Tem atuação forte no audiovisual como ator e roteirista. Atuando, ganhou o Kikito no Festival de Cinema de Gramado e Araibu no Festival de Cinema de Jaguaribe. Como roteirista, assinou roteiro para a Ocupação Lima Duarte no Itaú Cultural; o PROAC para desenvolvimento de roteiro; o Prêmio Novos Roteiros da Organização dos Estados Ibero-Americanos. Atualmente, está escrevendo o curta Uma paixão no deserto, inspirado num conto de Balzac, no desenvolvimento do piloto da série Êxtase, de Leo Moreira Sá, além de estar na sala de roteiro do seriado DIVA!.
Como dramaturgo, assina os seguintes textos: A Estrangeira (2021); Nossos olhos (2021); CAMILO (2019); Antes dos deuses (2018); Terra quebrada (2016); Angela boneca (2015); Da mais bela que tive (2014); Trinta de julho (2010).
A sua trajetória na arte começou junto ao grupo DITHYRAMBOS, que teve atuação na cidade de São Paulo por sete anos. A importância da companhia na dramaturgia de Daniel se dá principalmente através da prática. O coletivo foi um laboratório de escrita no campo colaborativo, a criação se dava na sala de ensaio. Por outro lado, a atuação no grupo como diretor também deu contornos à escrita do dramaturgo, já que o trabalho com o texto também trazia algumas projeções da encenação, o que reverbera até hoje em suas obras. Daniel explica: “Essa necessidade de fazer tudo é óbvio que me ensina como escrever dramaturgia. Porque a dramaturgia é sobretudo escrita para palco. Se me perguntam hoje o que é dramaturgia, minha resposta mais simples é essa. Dramaturgia é escrever para palco, é escrever para um grupo de atores ou de atuantes, performers. É escrever para uma iluminação de palco ou de um espaço cênico, para um figurino de espaço cênico, para uma música de espaço cênico.

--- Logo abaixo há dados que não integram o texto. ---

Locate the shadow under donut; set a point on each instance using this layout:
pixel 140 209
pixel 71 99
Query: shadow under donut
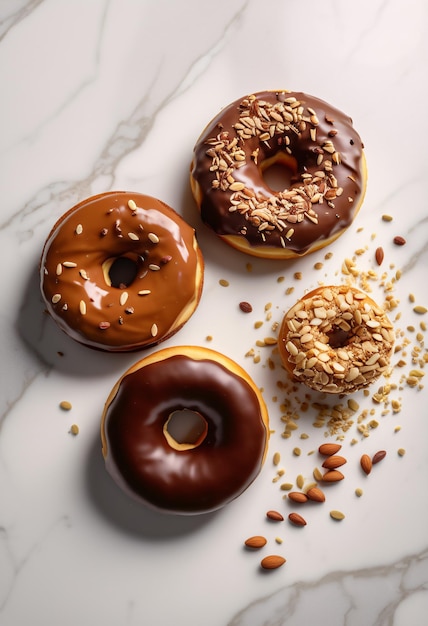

É para isso. Se eu não conheço, se eu não sei de mise en scène, se eu não sei de encenação, não é que eu não possa escrever dramaturgia. Posso, mas conhecer é meio caminho andado”.
Quando perguntado sobre o tema que persegue em suas criações, Daniel acredita que todas as obras são uma espécie de continuidade. O encarceramento é uma condição que povoa todas as suas dramaturgias, mas de maneiras distintas. Ele revela que esse ícone é uma metáfora para uma boa parte de sua vivência antes do processo de transição. Explica: “É o encarceramento, de todas as formas. É o encarceramento na mente da Ana e da Eva [em Antes dos deuses], é o encarceramento do Camilo diante daquele muro em contraponto com a Antônia [em CAMILO]. É o encarceramento da Letícia dentro da casa [em Terra de sangue]. Mas, sem dúvida, a busca da identidade faz parte desse processo, porque é a minha principal questão. Eu sou um homem trans. Durante muito tempo da minha vida eu não tinha identidade. Eu tinha uma identidade que me foi jogada. Ou jogada pela minha família quando eu nasci, ou jogada pela genitália ou jogada pelo Estado, jogada pela religião. Todo mundo sempre me jogou coisas e eu sempre vivi encarcerado”.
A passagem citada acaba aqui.